К обеду он очистил половину левой части трубы. Те­перь он залезал так глубоко, что выталкивать золу лопа­той не удавалось, он стал брать с собой два глубоких лот­ка и, наполнив оба, тащил их наружу. У заднего конца трубы, за кочегаркой, кучи золы поднимались до самого верху, и кирпичный настил там был очень горячий. Пот мешался с пылью у Брайна на лице, грязь лезла в рот и щипала кожу, а он сдувал ее или стирал с лица свободной рукой. После каждых шести лотков он отдыхал, лежа на боку, как бывалый шахтер, мечтая о сигарете или о круж­ке чаю. Когда он приспособился к жаре, к тесноте и к не­достатку воздуха, ему даже стала нравиться эта работа, к тому же вдвойне оплачиваемая. Он чувствовал себя сме­лым, мужественным, и, если бы мать, или тетушка Ада, или дедушка Мертон увидели его сейчас, они бы сказали: «Какая польза в этой душной трубе работать? Но он креп­кий парень, так что большого вреда ему от этого тоже не будет». И потом, хорошо работать совсем одному, когда никто не стоит над душой и не смотрит, сколько ты сде­лал; правда, он совсем неплохо работает, но — Брайн усмехнулся, снова погружая лопату в золу, — никому, ко­нечно, не вздумается прийти сюда и посмотреть, как он тут управляется.

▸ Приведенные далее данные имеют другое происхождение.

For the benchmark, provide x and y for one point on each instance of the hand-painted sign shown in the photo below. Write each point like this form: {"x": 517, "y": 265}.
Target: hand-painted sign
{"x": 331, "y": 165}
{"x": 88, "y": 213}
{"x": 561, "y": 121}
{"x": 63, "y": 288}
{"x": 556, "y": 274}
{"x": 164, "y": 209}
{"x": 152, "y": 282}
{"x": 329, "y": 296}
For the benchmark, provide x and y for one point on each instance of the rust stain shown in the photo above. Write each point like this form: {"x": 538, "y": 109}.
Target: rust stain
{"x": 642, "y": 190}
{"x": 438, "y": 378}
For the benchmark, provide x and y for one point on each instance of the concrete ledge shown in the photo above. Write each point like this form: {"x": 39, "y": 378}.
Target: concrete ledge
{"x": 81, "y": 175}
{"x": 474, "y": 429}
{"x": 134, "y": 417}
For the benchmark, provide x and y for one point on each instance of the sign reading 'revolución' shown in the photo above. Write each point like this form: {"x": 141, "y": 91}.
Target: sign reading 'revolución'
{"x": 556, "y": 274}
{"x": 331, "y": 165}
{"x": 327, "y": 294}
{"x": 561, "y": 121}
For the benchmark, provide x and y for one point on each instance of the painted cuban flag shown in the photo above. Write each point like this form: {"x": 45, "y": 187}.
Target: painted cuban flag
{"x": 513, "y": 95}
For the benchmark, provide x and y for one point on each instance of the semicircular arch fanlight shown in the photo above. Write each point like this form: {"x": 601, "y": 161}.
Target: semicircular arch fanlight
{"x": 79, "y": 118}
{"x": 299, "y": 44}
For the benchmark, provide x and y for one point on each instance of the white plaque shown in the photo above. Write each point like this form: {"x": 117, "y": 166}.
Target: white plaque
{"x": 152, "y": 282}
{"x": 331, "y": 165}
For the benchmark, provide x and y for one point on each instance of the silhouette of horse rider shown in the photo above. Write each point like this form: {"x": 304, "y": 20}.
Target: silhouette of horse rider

Большинство здешних мастеров и рабочих проработало у Робинсона от двадцати до сорока лет, и у фирмы в окру­ге твердая репутация, хотя платят они так, что всякий профсоюз немедленно объявил бы забастовку; но, уж если тебя туда взяли, можешь быть уверен: пока ты гнешь спину и шапку ломаешь перед каждым мастером, тебя не уволят. Это была одна из тех фирм, что соблюдают тра­диции «благотворительности»: тяжкий труд и ничтожная плата для угодных фирме людей, которые будут служить ей верой и правдой, несмотря ни на что. А перед войной, когда люди готовы были горло друг другу перегрызть за работу, все только боялись, как бы не обидеть мастеров да не вылететь вон — живи тогда на пособие, хотя вся раз­ница-то была бы в том, что они получили бы на несколько пенсов в неделю меньше да не надрывались бы, не лизали бы никому задницу от страха, что их уволят. За оплатой труда у Робинсона следили очень тщательно: она всегда чуть-чуть превышала пособие по безработице, и этого как раз хватало, чтоб заставить людей работать, но вряд ли могло хватить, чтобы они могли влачить полуголодное су­ществование. Брайн улыбнулся, вспомнив, о чем тогда ду­мал. «Слава богу, что война: можно смотаться еще куда угодно, пусть только попробуют ко мне какую-нибудь со­баку приставить, хоть я не очень-то люблю работу менять и предпочел бы на одном месте удержаться, чтобы руку набить и друзей завести. Только вот не могу понять лю­дей, которые тут по сорок лет торчат, — хуже пожизнен­ной каторги, особенно если в других местах можно больше заработать. И что они в конце концов получат, после того как здесь всю жизнь проторчат? Их будут поить какао, выдадут экземпляр библии да карманные часы за пять шиллингов, чтоб отмерять оставшиеся им дни безделья. А то и этого не получат, так я думаю. Хорошо еще, если спасибо им скажут, и уж как они тогда суетятся, как при­знательны... А то, бывает, только плюнут, раз уж нельзя ничего другого сделать, скажем швырнуть окурок на во­рох тряпок, пропитанных парафином, или сбросить одного из мастеров в люк. Но ничего уж не изменить. Раньше они думали, что у них специальность есть, они, мол, ква­лифицированные, и терпели всяких кровососов, которые им указывали, что делать, будто они прислуга. А ведь сорок лет — это целая жизнь, да за это время во всех странах мира можно пожить, все посмотреть и все пере­пробовать, вместо того чтоб торчать тут и перед каждым шапку ломать в этом крысятнике у Робинсона.